The first of the Minutemen was installed 55 years ago, when Richard Nixon was president and Leonid Brezhnev was inside the Kremlin. Washington and Moscow had a combined total of more than 30,000 nuclear weapons pointed at each other. (Today it is closer to 3100.)
The good news is that in the first Trump administration, the air force got rid of the command-and-control systems that still used eight-inch floppy disks, proving that the so-called deep state can get something done when it digs, well, deep.
Some nuclear strategists argue that ground-based nuclear weapons do not need to be replaced at all; they are far more vulnerable than weapons travelling under the sea on stealthy submarines or that can be loaded on bombers. But the Pentagon doesn’t want to part with one-third of the nuclear “triad”, and the silos and their command posts are big employers in the rural west.
The current Air Force One is a Boeing VC-25, the military version of the hugely successful 747. Credit: AP
They serve another function in the second Trump administration. The modernisation program has proved to be the perfect thing if you were determined to hide how much you were spending on a plane, especially one equipped to order up a nuclear strike if needed.
In testimony before Congress in June, Troy Meink, the air force secretary, said he thought the cost of the Air Force One renovations would be manageable.
“I think there has been a number thrown around on the order of $US1 billion,” he said. “But a lot of those costs associated with that are costs that we would have experienced anyway; we will just experience them early [before Boeing delivers its two Air Force Ones]. So it wouldn’t be anywhere near that.
“We believe the actual retrofit of that aircraft is probably less than $US400 million.”

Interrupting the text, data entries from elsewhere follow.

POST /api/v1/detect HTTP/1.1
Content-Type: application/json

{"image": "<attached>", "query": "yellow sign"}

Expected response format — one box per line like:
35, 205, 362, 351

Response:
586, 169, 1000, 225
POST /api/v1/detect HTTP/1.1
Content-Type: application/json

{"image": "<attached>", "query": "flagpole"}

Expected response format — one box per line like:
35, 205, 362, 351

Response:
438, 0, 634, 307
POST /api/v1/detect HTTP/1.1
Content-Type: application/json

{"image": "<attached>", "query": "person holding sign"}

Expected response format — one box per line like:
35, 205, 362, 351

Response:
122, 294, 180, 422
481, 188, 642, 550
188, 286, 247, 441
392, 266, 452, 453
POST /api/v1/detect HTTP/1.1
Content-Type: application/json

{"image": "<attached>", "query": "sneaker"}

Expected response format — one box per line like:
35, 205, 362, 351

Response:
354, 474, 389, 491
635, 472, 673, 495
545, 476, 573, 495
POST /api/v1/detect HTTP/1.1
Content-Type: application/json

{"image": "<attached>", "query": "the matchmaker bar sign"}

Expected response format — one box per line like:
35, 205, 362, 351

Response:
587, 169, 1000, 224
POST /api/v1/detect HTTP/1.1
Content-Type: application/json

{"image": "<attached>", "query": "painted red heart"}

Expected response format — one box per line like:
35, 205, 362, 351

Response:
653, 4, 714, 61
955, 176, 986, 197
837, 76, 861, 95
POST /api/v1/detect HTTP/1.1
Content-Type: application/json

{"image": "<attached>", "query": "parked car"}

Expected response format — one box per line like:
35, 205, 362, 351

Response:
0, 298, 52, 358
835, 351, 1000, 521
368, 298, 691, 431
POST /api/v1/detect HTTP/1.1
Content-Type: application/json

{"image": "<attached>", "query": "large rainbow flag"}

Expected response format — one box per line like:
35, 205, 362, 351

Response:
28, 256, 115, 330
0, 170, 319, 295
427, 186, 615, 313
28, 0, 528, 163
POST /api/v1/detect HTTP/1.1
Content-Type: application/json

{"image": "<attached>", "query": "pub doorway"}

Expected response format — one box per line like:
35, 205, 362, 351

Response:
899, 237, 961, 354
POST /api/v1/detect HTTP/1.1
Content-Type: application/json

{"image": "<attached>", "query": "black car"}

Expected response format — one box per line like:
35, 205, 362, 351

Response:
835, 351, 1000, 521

If so, that would be a bargain. But engineers and air force experts who have been through similar projects have their doubts that it can be accomplished for anything like that price. Members of Congress express concern that Trump will pressure the air force to do the work so fast that sufficient security measures are not built into the plane. When asked last week, the Air Force said it simply could not discuss the cost – or anything else about the plane – because it is classified.
(For collectors of such bureaucratic evasions, yes, the air force is willing to discuss the cost of building a new generation of intercontinental ballistic missiles, but not the cost of renovating the president’s aircraft.)
Loading
Only at the Pentagon could someone reprogram $US934 million and expect no one to notice. The coffers were refilled with the passage of the budget reconciliation bill several weeks ago, budget officials say.
“The more we learn about this deal, the more disturbing it becomes,” said Democratic senator Jeanne Shaheen, who serves on the armed services committee. “The security implications of accepting a private plane from a foreign nation as Air Force One and the resulting ethical concerns a gift of that size creates were already significant.”
But it was more worrisome, Shaheen said, that “this administration is diverting funds from the nuclear modernisation budget to finance costly renovations to this plane”.
In doing so, she said, “we’re weakening our credibility to fund a vanity project for President Trump”.